Activity has picked up in the asset-backed commercial paper market in recent weeks - with a few large deals closing - though outstandings, as measured by Federal Reserve, still show flat to declining ABCP.

A fair amount of the activity in the conduit world has been restructuring and/or transferring assets from conduit to conduit. It seems that collateral from CIBC's ABCP vehicles is moving around the market. Last week, IFR Markets reported that RBS Greenwich had acquired the some-odd $1.5 billion portfolio of CDOs from CIBC's SPARCs, funding about 75% of it through Royal Bank of Scotland's Thames Asset Global Securitization (TAGS).

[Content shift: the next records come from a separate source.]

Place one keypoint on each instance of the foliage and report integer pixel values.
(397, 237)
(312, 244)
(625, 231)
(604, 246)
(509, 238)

All told, participants in the ABCP market note that utilization rates are down. By the Fed's count last Wednesday, outstanding U.S. ABCP was at $708 billion, down slightly from $714.9 billion the prior week. Similar to last year, new conduits in the pipeline are mostly mortgage-related, said Deborah Seife, of the ABCP group at Fitch Ratings.

As for new transactions, in its weekly roundups, Moody's Investors Service detailed a $525 million addition of franchise loans placed jointly with Societe Generale's Barton Capital and CDC Financial's Eiffel Funding. Also of note, several conduits participated in a $5 billion student loan club deal, backed both by loans and student loan ABS.